1As discussões de natureza filosófica é se de fato os memes já escaparam da espiral co-evolutiva. Se sim, a guerra reina soberba no espaço da infosfera porque está forrada por memeplexos e pela luta de sobrevivência que travam entre si para o domínio da infosfera. Uma guerra que escapou do controle da própria mente que os aloja e que por eles foi criada. Se não, se os memes operam com as restrições e lado a lado com os genes teremos como transformá-los e lutarmos contra a tirania de memeplexos tirânicos, autoritários, cerceadores, castradores.

Bibliografia

BLACKMORE, Susan (1999). The Meme Machine. Oxford: Oxford University Press.
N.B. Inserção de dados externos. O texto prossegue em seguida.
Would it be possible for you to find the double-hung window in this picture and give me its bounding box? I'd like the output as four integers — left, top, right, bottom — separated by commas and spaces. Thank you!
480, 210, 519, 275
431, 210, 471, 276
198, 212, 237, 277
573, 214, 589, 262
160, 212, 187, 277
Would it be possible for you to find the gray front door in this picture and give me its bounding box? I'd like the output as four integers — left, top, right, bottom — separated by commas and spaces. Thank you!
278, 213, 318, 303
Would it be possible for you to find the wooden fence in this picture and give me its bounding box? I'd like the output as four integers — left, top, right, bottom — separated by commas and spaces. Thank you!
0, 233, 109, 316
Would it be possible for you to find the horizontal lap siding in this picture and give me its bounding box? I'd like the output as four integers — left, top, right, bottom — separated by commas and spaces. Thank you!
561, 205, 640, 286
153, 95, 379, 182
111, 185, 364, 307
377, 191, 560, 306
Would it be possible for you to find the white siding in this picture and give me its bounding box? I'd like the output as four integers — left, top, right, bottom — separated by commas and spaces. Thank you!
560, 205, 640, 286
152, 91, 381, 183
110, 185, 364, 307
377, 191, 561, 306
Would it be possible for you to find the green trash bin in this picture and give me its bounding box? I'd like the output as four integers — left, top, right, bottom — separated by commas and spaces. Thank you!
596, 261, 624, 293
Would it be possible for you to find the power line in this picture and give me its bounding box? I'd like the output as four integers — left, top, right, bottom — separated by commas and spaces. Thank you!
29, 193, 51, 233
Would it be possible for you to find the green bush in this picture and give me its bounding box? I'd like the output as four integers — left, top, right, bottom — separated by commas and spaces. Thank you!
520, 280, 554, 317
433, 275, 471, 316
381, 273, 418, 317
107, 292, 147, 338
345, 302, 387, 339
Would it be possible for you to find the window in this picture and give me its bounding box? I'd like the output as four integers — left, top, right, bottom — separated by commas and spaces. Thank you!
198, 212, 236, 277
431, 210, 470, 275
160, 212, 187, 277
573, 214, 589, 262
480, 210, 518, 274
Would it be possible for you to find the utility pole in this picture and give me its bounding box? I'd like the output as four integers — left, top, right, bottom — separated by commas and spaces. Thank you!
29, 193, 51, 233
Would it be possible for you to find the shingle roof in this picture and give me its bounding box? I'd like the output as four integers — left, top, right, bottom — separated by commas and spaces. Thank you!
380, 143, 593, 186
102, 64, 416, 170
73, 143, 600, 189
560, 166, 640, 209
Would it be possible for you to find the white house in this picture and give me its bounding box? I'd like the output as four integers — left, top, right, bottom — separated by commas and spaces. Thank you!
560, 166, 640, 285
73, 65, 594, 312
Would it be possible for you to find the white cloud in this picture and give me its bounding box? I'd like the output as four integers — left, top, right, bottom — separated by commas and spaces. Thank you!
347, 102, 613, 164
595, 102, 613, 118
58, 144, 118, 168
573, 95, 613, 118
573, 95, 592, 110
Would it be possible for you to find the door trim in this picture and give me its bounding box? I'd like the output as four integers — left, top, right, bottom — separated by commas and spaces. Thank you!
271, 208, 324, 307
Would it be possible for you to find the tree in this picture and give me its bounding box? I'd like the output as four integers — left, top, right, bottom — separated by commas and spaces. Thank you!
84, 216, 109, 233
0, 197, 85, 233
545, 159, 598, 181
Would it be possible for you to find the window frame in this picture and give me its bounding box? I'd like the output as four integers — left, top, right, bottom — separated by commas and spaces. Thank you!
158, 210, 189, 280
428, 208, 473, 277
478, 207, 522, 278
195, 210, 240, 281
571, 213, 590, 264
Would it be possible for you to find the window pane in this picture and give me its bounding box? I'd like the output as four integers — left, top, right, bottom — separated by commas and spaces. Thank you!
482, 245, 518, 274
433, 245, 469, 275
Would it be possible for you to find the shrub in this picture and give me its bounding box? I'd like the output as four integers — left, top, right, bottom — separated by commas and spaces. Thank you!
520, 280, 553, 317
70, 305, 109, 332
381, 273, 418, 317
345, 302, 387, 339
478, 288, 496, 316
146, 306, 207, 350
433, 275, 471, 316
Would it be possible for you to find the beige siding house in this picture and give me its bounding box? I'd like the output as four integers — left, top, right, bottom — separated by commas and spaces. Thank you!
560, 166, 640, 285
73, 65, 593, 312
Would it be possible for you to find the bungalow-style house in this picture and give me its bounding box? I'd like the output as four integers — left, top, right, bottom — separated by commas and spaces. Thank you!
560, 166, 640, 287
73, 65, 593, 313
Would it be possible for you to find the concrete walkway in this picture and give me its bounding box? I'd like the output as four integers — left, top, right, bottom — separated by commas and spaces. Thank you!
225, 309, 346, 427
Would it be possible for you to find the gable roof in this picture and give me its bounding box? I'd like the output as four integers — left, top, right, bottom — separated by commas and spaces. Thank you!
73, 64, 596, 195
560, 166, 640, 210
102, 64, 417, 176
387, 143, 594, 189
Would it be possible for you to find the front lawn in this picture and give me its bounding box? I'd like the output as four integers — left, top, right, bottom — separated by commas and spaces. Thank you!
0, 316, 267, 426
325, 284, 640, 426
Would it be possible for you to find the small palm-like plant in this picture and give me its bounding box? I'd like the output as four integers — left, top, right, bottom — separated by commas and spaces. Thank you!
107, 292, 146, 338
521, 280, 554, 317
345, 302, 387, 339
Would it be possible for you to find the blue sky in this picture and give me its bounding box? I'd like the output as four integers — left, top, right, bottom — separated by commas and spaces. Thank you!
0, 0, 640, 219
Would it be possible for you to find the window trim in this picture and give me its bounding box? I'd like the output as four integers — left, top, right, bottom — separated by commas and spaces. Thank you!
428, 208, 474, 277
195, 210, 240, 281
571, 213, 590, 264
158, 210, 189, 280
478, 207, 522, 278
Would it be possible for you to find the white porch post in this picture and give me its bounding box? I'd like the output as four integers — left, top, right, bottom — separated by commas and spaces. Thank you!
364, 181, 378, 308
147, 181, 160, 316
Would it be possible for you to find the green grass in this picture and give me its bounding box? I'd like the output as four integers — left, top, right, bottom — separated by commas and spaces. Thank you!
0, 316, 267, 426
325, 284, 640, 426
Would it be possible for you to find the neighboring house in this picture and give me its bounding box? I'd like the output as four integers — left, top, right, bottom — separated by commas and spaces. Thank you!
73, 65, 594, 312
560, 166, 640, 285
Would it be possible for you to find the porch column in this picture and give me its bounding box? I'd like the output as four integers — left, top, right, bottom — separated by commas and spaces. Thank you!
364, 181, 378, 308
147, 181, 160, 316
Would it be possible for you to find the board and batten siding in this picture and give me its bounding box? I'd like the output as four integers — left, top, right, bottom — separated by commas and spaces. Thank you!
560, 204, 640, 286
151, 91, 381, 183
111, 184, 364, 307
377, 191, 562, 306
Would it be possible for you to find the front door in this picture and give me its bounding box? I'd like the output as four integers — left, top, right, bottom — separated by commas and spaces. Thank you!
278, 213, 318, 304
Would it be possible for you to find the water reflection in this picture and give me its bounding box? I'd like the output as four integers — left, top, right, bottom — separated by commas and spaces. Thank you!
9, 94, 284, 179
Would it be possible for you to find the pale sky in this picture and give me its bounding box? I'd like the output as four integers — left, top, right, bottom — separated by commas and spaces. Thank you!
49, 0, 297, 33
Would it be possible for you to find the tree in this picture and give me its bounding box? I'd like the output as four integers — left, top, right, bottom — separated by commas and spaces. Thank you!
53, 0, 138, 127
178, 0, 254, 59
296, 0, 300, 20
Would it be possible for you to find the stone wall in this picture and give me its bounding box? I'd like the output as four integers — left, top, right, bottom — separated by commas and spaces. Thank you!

CAVALLI-SFORZA, Francesco & CAVALLI-SFORZA, Luca (1998). Quem Somos? História da Diversidade Humana. Tradução de Laura Cardellini Barbosa de Oliveira. São Paulo: UNESP.

DAWKINS, Richard (2000). Desvendando o Arco-Íris: Ciência, Ilusão e Encantamento. São Paulo: Companhia das Letras.

DENNETT, Daniel C. (1991). Consciousness Explained. Boston: Little, Brown.

LAKOFF, George & JOHNSON, Mark (1999). Philosophy in the Flesh: the Embodied Mind and its Challenge to Western Thought. New York: Basic Books.

Marcos Bragato é presidente da Associação Paulista de Críticos de Artes (APCA) 2007/ 2009. Como jornalista, atuou como crítico de dança no Jornal da Tarde e Folha da Tarde, e como divulgador científico no Jornal da Tarde. Colaborou para a extinta Revista Dançar. Doutor em Comunicação e Semiótica pela PUC/SP.